A Federação de Futebol da Guiné-Bissau (FFGB) adiou para data a indicar a realização de eleições para a escolha do novo presidente da instituição, disse hoje Bacar Camará, membro do comité executivo do órgão.

As eleições tinham sido marcadas para 25 de julho e no mesmo dia foram adiadas, alegadamente, devido ao facto de a sala onde deveriam decorrer ser exígua, tendo em conta as exigências do Alto-Comissariado para Luta Contra a Covid-19.

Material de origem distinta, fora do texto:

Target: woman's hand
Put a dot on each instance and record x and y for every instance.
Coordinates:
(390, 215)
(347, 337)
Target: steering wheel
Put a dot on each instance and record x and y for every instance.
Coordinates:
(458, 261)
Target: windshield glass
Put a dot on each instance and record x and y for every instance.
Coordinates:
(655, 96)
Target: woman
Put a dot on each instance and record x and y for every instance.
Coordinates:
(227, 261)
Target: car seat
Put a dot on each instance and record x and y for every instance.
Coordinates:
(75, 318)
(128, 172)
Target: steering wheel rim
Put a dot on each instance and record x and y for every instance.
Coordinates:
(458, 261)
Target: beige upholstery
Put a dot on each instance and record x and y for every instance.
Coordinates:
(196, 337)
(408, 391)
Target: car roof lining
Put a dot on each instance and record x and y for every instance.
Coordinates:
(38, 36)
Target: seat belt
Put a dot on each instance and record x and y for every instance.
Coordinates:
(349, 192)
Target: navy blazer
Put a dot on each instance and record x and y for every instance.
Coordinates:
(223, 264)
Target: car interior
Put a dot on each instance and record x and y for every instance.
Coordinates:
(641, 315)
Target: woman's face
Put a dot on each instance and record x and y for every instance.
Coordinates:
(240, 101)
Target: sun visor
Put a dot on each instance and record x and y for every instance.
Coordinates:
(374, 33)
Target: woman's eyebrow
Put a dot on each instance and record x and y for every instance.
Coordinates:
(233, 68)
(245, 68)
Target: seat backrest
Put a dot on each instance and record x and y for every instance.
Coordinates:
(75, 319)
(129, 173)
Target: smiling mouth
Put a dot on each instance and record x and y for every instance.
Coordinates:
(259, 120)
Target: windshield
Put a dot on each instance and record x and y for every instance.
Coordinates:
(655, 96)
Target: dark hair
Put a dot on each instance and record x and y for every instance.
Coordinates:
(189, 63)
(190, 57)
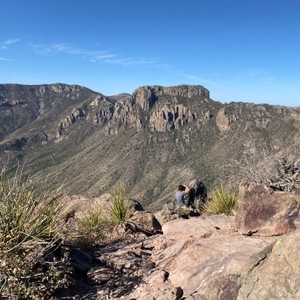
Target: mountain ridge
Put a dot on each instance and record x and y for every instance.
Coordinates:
(150, 140)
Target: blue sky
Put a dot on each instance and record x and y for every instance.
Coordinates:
(241, 50)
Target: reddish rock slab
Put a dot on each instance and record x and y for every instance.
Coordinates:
(264, 212)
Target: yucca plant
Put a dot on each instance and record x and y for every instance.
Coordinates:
(221, 201)
(25, 214)
(119, 207)
(29, 231)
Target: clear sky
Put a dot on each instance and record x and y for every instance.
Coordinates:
(241, 50)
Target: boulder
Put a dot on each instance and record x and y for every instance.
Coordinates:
(264, 212)
(146, 222)
(274, 273)
(157, 286)
(203, 258)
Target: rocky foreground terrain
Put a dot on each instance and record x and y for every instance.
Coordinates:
(252, 255)
(151, 140)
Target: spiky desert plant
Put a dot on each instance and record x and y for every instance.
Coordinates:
(119, 207)
(26, 215)
(29, 229)
(221, 201)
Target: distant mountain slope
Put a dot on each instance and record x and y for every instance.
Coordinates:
(150, 140)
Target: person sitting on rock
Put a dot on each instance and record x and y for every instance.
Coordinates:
(181, 194)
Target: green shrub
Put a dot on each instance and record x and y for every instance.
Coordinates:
(29, 231)
(221, 201)
(94, 224)
(119, 208)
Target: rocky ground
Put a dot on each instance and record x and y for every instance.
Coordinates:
(253, 255)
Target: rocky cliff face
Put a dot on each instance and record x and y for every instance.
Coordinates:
(151, 140)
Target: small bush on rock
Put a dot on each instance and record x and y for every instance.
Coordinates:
(221, 201)
(94, 224)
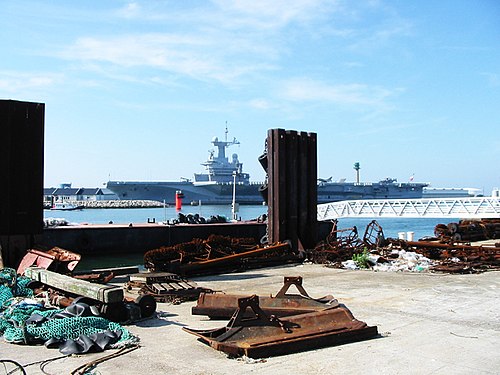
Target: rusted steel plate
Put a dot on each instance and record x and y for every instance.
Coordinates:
(223, 306)
(55, 259)
(265, 336)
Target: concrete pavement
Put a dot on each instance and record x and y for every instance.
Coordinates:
(429, 324)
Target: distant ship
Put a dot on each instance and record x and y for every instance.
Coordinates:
(216, 185)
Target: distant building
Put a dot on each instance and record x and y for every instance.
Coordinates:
(65, 193)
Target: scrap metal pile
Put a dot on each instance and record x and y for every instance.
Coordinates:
(216, 254)
(469, 230)
(345, 249)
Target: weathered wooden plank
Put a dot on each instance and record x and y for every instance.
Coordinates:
(99, 292)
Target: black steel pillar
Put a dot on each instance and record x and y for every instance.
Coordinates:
(292, 189)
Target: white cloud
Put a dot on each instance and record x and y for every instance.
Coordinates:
(12, 82)
(265, 14)
(304, 89)
(201, 58)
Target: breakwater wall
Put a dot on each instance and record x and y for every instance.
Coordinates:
(113, 204)
(119, 239)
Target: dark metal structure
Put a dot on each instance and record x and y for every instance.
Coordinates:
(290, 161)
(21, 167)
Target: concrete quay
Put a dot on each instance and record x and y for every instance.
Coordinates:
(428, 324)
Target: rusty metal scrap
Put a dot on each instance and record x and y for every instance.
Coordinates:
(55, 259)
(455, 257)
(264, 335)
(223, 306)
(216, 254)
(342, 244)
(468, 230)
(165, 287)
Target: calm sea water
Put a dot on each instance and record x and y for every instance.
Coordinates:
(391, 226)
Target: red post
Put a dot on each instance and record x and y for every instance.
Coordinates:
(178, 200)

A comissão organizadora das eleições, liderada por Lino Lopes, disse, na altura, que o pleito ia ter lugar em 08 de agosto, o próximo sábado.

Em comunicado, a Federação refere agora que já não vai ser assim e que vai realizar no dia 07 de novembro um novo congresso extraordinário e daí marcar a data das eleições para escolha do novo presidente da instituição.

O comunicado refere que o procedimento decorre das orientações da FIFA, que instou a FFGB a respeitar os estatutos da agremiação guineense no que respeita à organização de um congresso extraordinário.

De acordo com Bacar Camará, os estatutos da FFGB recomendam que a data das eleições deve ser marcada com, pelo menos, 90 dias de antecedência após o congresso.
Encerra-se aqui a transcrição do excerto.